Tu termines ton spectacle par un enregistrement de ta grand-mère qui parle en yiddish. Pourquoi avoir choisi cette archive sonore ?
Dans « Ma première fois », je terminais mon spectacle par la lecture de mon journal intime à 7 ans. Dans « Rosa », je finissais avec un mail de déclaration d’amour envoyé à mon amoureux à 12 ans. Et dans celui-ci, je suis carrément retournée en arrière avec cette parole d’un autre siècle.
Ce qui m’émouvait dans ce discours, c’est sa relation avec sa mère qui s’est sacrifiée pour elle. Je pense que nous ne sommes pas encore délivré de cette crainte de faire des enfants et d’être punie au travail. Partager cette archive, c’est de nouveau parler des femmes, de leurs questionnements : un thème très fort qui m’habite et me préoccupe.

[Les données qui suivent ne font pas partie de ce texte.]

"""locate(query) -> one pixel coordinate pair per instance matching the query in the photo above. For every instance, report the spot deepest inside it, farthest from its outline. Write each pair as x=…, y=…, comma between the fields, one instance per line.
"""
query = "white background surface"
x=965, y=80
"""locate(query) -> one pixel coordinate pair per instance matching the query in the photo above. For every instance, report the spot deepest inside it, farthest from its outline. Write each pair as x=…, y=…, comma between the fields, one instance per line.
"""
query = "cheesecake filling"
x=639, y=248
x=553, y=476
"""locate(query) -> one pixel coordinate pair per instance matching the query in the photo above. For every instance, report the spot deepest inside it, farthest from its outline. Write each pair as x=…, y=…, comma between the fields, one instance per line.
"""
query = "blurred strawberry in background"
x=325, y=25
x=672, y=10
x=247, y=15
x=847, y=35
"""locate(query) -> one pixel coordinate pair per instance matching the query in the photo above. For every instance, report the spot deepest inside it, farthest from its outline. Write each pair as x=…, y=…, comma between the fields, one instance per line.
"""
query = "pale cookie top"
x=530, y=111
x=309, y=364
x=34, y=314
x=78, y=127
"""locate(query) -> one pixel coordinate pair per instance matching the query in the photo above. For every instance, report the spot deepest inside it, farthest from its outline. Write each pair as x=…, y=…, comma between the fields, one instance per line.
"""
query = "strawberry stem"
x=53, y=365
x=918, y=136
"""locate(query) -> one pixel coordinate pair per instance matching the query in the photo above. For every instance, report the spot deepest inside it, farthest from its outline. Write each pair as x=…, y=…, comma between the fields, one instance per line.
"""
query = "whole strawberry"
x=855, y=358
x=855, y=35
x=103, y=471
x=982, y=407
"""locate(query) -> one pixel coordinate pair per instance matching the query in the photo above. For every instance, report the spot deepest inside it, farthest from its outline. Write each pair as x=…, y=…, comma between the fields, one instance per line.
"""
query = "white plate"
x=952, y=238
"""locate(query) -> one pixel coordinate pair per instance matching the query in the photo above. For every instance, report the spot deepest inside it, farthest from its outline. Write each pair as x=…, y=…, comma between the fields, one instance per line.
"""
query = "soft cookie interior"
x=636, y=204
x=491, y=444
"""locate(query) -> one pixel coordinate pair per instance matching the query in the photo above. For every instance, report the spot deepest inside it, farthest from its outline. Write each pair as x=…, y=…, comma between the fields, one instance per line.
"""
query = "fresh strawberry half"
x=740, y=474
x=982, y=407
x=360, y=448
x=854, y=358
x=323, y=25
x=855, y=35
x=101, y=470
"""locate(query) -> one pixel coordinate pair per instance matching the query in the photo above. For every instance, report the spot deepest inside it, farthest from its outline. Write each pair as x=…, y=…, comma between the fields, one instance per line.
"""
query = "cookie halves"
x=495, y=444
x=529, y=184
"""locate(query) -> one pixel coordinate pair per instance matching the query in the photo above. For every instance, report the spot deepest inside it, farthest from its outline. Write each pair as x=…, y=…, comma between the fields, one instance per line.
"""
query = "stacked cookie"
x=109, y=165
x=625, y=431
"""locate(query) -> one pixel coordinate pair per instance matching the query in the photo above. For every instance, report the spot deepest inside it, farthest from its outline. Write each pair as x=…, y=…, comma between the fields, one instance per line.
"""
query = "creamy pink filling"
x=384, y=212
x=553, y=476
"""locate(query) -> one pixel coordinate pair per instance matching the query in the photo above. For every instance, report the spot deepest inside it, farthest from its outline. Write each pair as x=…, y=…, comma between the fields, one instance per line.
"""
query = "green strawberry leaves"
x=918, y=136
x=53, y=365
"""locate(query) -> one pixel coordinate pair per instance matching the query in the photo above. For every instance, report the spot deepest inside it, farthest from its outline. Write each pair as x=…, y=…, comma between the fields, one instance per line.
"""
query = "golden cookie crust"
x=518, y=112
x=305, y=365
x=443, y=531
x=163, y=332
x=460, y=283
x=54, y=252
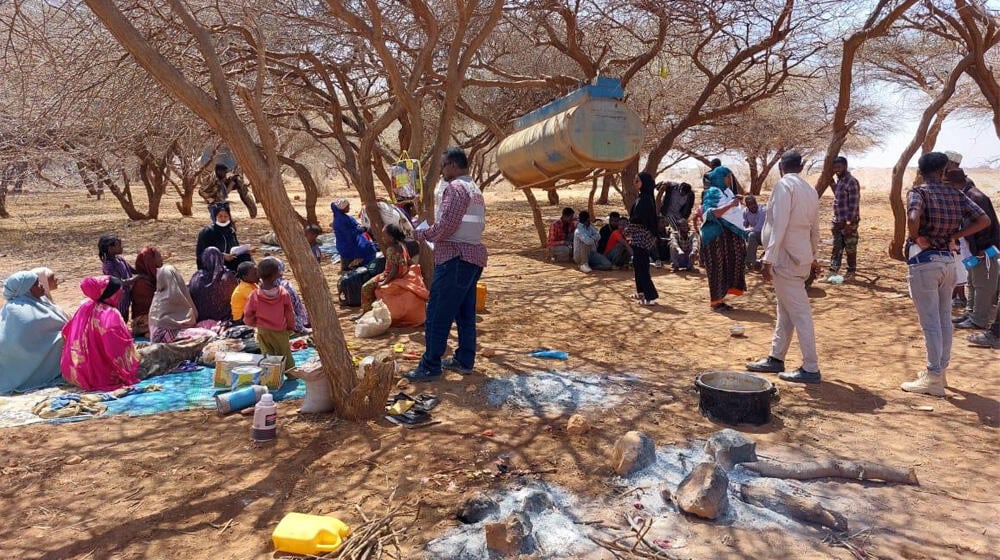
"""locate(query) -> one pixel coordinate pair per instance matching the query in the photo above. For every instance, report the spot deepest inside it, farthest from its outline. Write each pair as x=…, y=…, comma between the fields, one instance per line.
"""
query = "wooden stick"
x=836, y=468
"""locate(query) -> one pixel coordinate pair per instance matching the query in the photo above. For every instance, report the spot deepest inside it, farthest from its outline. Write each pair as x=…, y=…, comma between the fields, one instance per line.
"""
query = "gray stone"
x=730, y=447
x=704, y=491
x=536, y=502
x=633, y=452
x=511, y=537
x=476, y=509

On te sait aujourd’hui heureuse en amour Rosa. Y crois-tu enfin à ton bonheur ?
Je pense que je suis encore dans l’étonnement d’y être arrivée !
Pour conclure, pourquoi avoir intitulé ton spectacle « Dédoublée » ?
Pour trois raisons principales.
La première, c’est ma quête : est-ce que je peux sortir de ma solitude, du célibat, pour trouver l’autre ? L’affiche nous représente d’ailleurs moi et mon copain dont la tête est recouverte de bonbons, parce que criblé de balles, ça n’aurait pas été très good vibes !
La deuxième, c’est aussi toutes les dualités en moi que je peux ressentir dans mon cheminement féministe et qui me poussent à une déconstruction permanente.
Et puis la troisième raison, la plus intime, c’est aussi mon rêve d’accueillir un jour une autre présence en moi.